The older readers will know the special bond I have had with Russian chemists. It stemmed from a year at MGU (actually in the Physics Faculty) in 1960–161. In the years that followed, I came as often as I could to the Soviet Union, and lectured widely. In part this was because I understood from my stay in the USSR how important this window on the world that lectures (and journals) formed for Soviet scientists. In part it was because I found scientists in Russia were more interesting people than scientists in the West. If you are wondering why I would imagine that, think about the choice facing an intelligent 19-year-old in Soviet times as he or she chooses between science and the humanities, between chemistry and philosophy or history, as his life’s work. The astute young person would choose science—there he or she would not have to shape their opinions to the party line, and could read roughly the same journals as their colleagues in the West. But the future scientist could hold on to his passions—in music, art, literature—in his or her private world. As a result, he often became a more interesting human being.

Also, as I switched my applied molecular orbital theory from thinking about organic molecules to organometallic and inorganic ones, there arose a special resonance between my theory and the good synthetic and structural work in Russia, especially at the Nesmeyanov Institute of Organoelement Compounds, and the Kurnakov Institute of General and Inorganic Chemistry.

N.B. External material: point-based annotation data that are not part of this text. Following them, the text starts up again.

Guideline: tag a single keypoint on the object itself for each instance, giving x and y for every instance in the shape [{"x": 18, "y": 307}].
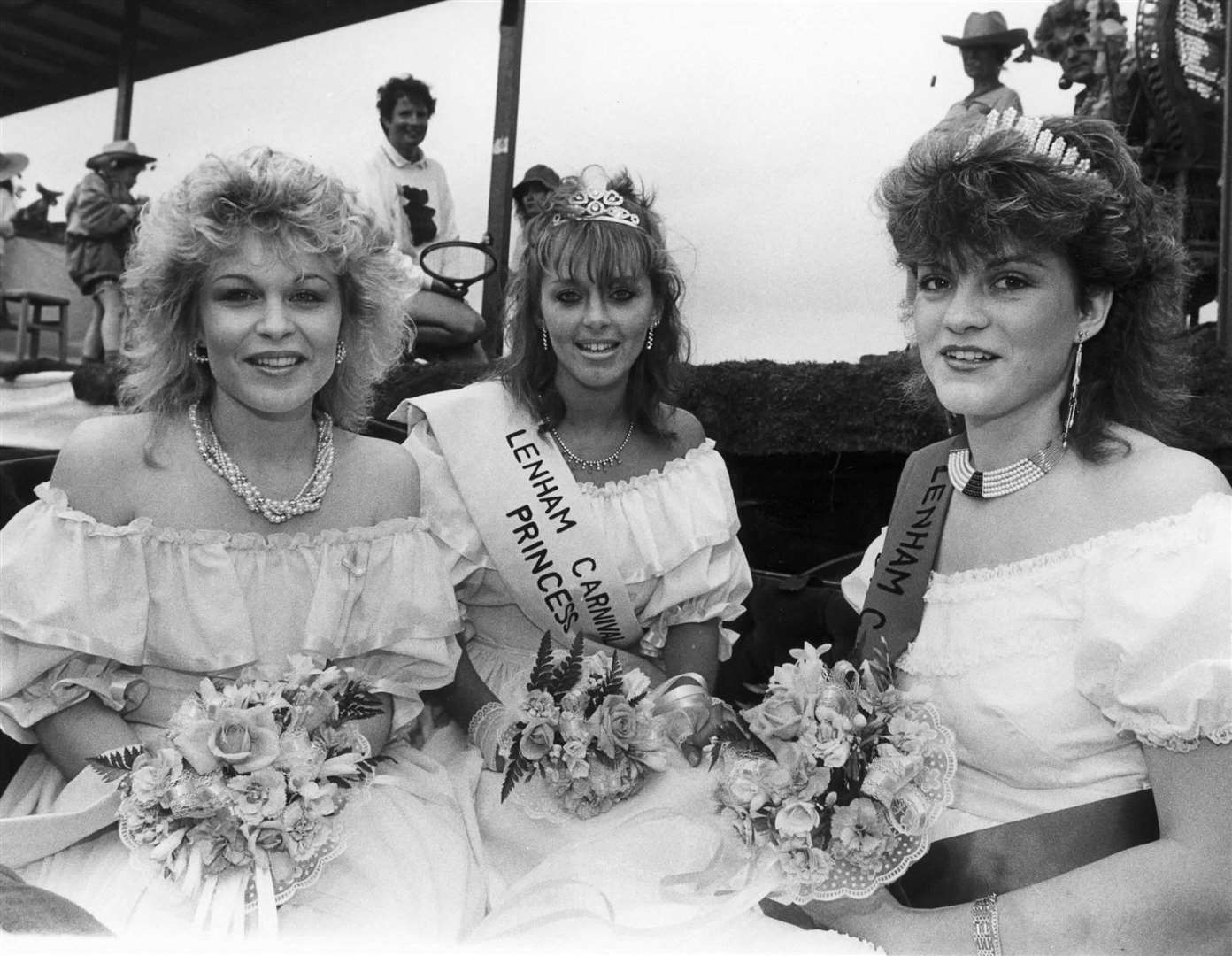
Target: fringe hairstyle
[
  {"x": 601, "y": 251},
  {"x": 297, "y": 211},
  {"x": 955, "y": 204}
]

So in 1983 there began a correspondence between me and Aleksandr Anatolyevich, which ended only with his leaving us in 2018. It began with Aleksandr sending to me the structures of the most recent clusters he had made, structures expertly determined by the Struchkov group. Here, poorly reproduced in Fig. 1, is one of the drawings he sent [1].

Fig. 1.
figure 1

The structure of a Cr2Fe cluster [1] sent in 1984 by A.A. Pasynskii to R. Hoffmann.

I sometimes made comments about bonding questions in the cornucopia of compounds his group synthesized [2]. Here (Fig. 2) are the first two pages of a letter I wrote to Aleksandr in 1985.

Fig. 2.
figure 2

Two pages from a 1985 letter from R. Hoffmann to A.A. Pasynskii.

Note I wrote by hand, as I usually do, and in time Aleksandr Anatolyevich replied similarly. And here (Fig. 3) is the first page from a 1989 letter from him, so you can gauge the warmth of the bond between us.

Fig. 3.
figure 3

First page of a 1989 letter from A.A. Pasynskii to R. Hoffmann.

And almost twenty years later, close to the end of his life, Aleksandr Anatolyevich wrote these verses for an Institute celebration (Fig. 4), connecting us again. I wish I had been there.

Fig. 4.
figure 4

Some verses by A.A. Pasynskii, for an Institute celebration, dedicated to Roald Hoffmann.

Aleksandr Anatolyevich Pasynskii was a great inorganic and organometallic chemist, with a synthetic “green thumb. He was always asking questions of nature, and trying to understand. No chemical complexity stood in his way. His warmth and sincerity endeared him to me, and to others as well. We remember him.